Small companies took a hit for health costs in 1999
Small companies took a hit for health costs in 1999
Small and mid-sized employers’ health benefits costs grew more steeply than those of larger employers in 1999, and the disparity is expected to widen this year, according to recently released data.
Employers with 10 to 999 employees saw their health benefits costs rise 8.5% last year, vs. a 7.2% increase for employers with 1,000 or more workers, the report said. The smallest businesses, employing fewer than 50 workers, shouldered 13% increases.
Marsh, a unit of the giant insurance brokerage Marsh & McLennan Companies (MMC), prepared the report, which is based on an annual survey by the benefits consulting firm of William M. Mercer, another MMC unit.
On average, mid-sized employers’ total health benefits costs rose to $3,836 per employee in 1999. Costs were highest in the Northeast, averaging $4,500 per employee, and lowest in the West, at $3,490 per person. Prescription drug costs shot up 14.5% among employers with 500 to 999 employees.
As the report notes, mid-sized employers have less bargaining clout with health plans than Fortune 1000 companies. In a flourishing economy, many cannot afford to trim back their health care benefits. In fact, employers sweetened benefits packages in 1999 to attract and retain workers, the report indicates.
Sixty-two percent, for example, offered dental coverage last year, compared with 58% in 1998.
With little opportunity to shed expenses, mid-sized employers are expecting their health benefits costs to rise by an average of 7.1% this year.
"In this environment, mid-sized employers need to sharpen their focus on cost-management tactics that don’t result in benefit reductions from the employees’ perspective," says Roger Edgren, head of Marsh’s employee benefits operations.
He says employers should be reviewing vendor choices, funding alternatives, and making subtle design changes, such as encouraging the use of generic prescription drugs.

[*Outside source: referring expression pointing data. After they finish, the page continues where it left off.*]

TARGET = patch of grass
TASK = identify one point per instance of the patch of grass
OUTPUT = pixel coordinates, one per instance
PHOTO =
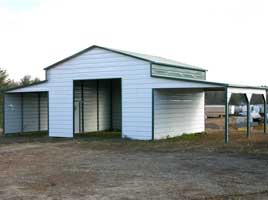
(186, 137)
(28, 134)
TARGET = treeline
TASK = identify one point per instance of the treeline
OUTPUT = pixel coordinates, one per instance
(6, 83)
(217, 98)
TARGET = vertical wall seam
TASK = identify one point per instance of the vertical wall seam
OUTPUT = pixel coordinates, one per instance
(73, 111)
(98, 124)
(22, 120)
(265, 114)
(3, 114)
(82, 105)
(111, 106)
(48, 113)
(226, 116)
(153, 114)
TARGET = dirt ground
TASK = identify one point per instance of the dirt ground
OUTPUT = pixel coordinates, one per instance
(199, 166)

The report shows growth in HMO offerings and enrollment in 1999. HMO coverage cost an average of $3,055 per person, by far the least expensive option available to mid-sized employers, according to the report.
Half of all mid-sized employers in the survey offered preferred provider organizations in 1999, up from 48% in 1998. Point-of-service plans, by contrast, were offered by just 21% of employers, down from 23% in the prior year.

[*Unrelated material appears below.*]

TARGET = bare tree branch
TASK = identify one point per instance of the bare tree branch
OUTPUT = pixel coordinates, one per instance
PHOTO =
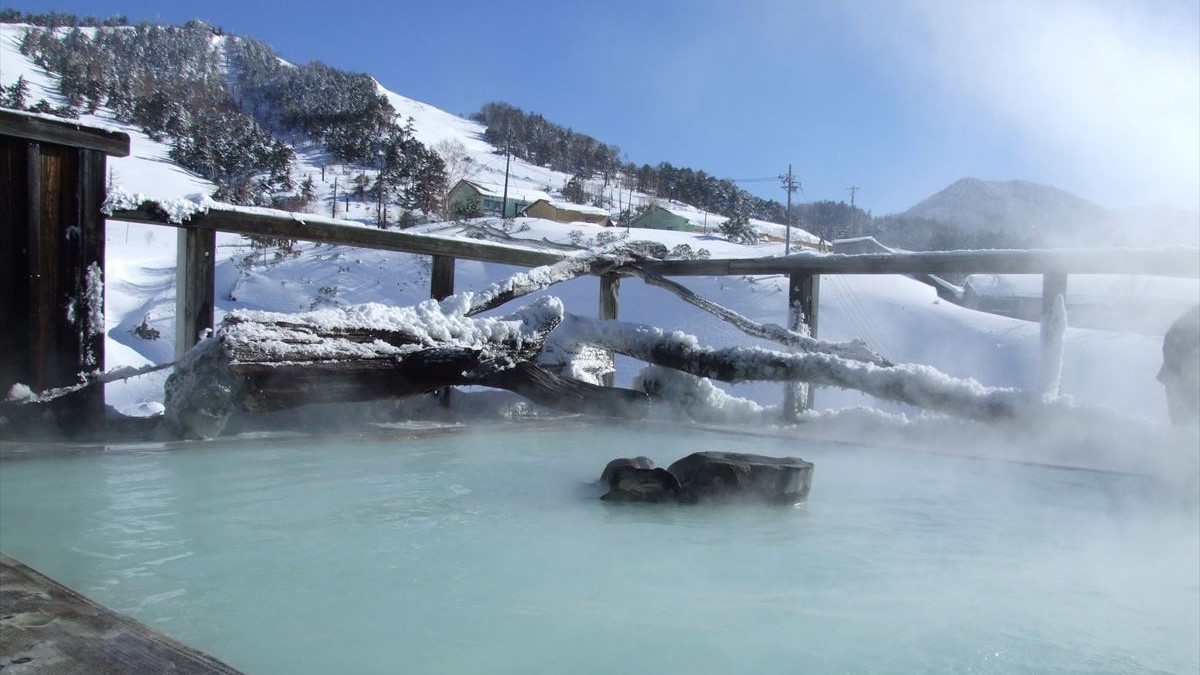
(856, 350)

Another report says that despite rising costs and daily management hassles, few employers are prepared to pull the plug on their health benefits programs. The conclusion comes from benefits human resources firm William M. Mercer. Just 5% of the 276 major employers surveyed by Mercer’s consulting business say they have a high interest in getting out of the practice of providing health benefits. Merely 4% say they are highly likely to implement an exit strategy.
Rather, employers are embracing strategies to make their plans run more efficiently. Ninety-one percent of respondents are interested in Web-based "self-service" applications, such as using the Internet to help employees enroll in a health plan or choose a physician group. Almost all of them say they are likely to implement a self-service solution.
Yet many employers remain wary of "defined contribution," one of the most talked-about strategies in health benefits today. Only 45% of survey respondents are interested or moderately interested in such a strategy, while merely 8% report a high level of interest. Perhaps employers are hesitant to move ahead because of their lack of clarity on the issue, Mercer suggests. Survey respondents gave widely differing definitions of the term "defined contribution."
Some said the term describes an Internet-based health plan that includes an employer-funded savings account and catastrophic coverage. Others say it is a contribution strategy that gives employees a flat dollar amount to use with an employer-sponsored plan or to use as a voucher to buy coverage from an independent plan. Still others indicated that the strategy means limiting employers’ duties to managing and administering plans and allowing employees to buy their own plan.